To evaluate EM currencies, we examine several valuation metrics for each EM currency along with the expected evolution of the country’s trade balance and market dynamics.

  • By integrating macro, fundamental and valuation analysis along with market technicals, we aim to create diversified portfolios with selective exposures to local debt (and currencies)
  • A robust risk management framework defines our portfolio construction process, enabling continuous portfolio calibration and optimization

Our process

Portfolio management decisions incorporate the expertise and analysis of a large, dedicated team of EMD specialists, credit analysts and economists. The process is collaborative and dynamic: specialists are each responsible and accountable for numerous investment inputs and decisions.

We integrate macroeconomic views, themes and catalysts with detailed country/currency fundamentals and relative valuation analysis. Our initial investment positions are then modeled and calibrated via stress-testing and scenario analysis in an effort to create resilient and diversified portfolios.

Our approach to investing in EM local rates differs from that of local currencies:

  • EM local rates. Each EM country’s local debt fundamentals are evaluated on both longer-term metrics (economic trends, central bank credibility and credit quality) and shorter-term metrics (inflation, local curve analysis and current market technicals)
  • EM local currencies. EM currency valuations combine analysis of each country’s current account, capital account, and balance of payments to inform our portfolio positioning
  • Our robust risk management framework then calibrates the size and scale of our positions in order to optimize the portfolio construction process using rigorous stress-testing and enhanced scenario analysis

HSBC Asset Management strengths

Emerging markets are part of our corporate DNA and we have one of the longest track records in the EMD universe, dating back to 1998:

  • A global investment platform allows us to leverage the insights and local knowledge of our on-the-ground network of analysts and investment professionals from across the world
  • EMD capabilities range from US dollar-denominated sovereign, quasi-sovereign and corporate bonds to local currency-denominated debt and local FX. We offer both benchmarked and total return strategies in this space.

Risks in consideration

There is no assurance that a portfolio will achieve its investment objective or will work under all market conditions. The value of investments may go down as well as up and you may not get back the amount originally invested. Portfolios may be subject to certain additional risks, which should be considered carefully along with their investment objectives and fees.

  • Fixed income is subject to credit and interest rate risk. Credit risk refers to the ability of an issuer to make timely payments of interest and principal.
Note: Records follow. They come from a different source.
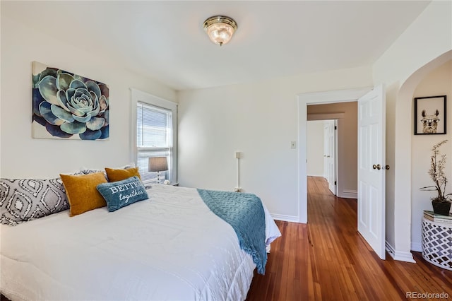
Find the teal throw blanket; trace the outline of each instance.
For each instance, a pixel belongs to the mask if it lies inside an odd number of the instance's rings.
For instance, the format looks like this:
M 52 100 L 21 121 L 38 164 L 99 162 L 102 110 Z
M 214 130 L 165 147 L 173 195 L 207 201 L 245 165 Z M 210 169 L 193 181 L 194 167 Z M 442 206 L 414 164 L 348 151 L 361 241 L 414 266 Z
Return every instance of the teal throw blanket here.
M 198 189 L 206 205 L 229 223 L 242 249 L 253 257 L 257 271 L 266 272 L 266 217 L 261 199 L 253 194 Z

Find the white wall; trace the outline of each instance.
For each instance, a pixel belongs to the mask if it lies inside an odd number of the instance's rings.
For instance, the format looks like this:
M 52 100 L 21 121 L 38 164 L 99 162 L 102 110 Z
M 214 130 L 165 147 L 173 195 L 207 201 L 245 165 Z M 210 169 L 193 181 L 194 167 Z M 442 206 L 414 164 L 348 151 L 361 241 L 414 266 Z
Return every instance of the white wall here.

Interest rate risk refers to fluctuations in the value of a fixed income security that result from changes in the general level of interest rates. In a declining interest rate environment, a portfolio may generate less income. In a rising interest-rate environment, bond prices fall.
  • High Yield Investments in high yield securities (commonly referred to as “junk bonds”) are often considered speculative investments and have significantly higher credit risk than investment grade securities. The prices of high yield securities, which may be less liquid than higher rated securities, may be more volatile and more vulnerable to adverse market, economic or political conditions.
  • Foreign and emerging markets Investments in foreign markets involve risks such as currency rate fluctuations, potential differences in accounting and taxation policies, as well as possible political, economic, and market risks. These risks are heightened for investments in emerging markets which are also subject to greater illiquidity and volatility than developed foreign markets.
  • Derivative instruments Derivatives can be illiquid, may disproportionately increase losses and may have a potentially large negative impact on performance.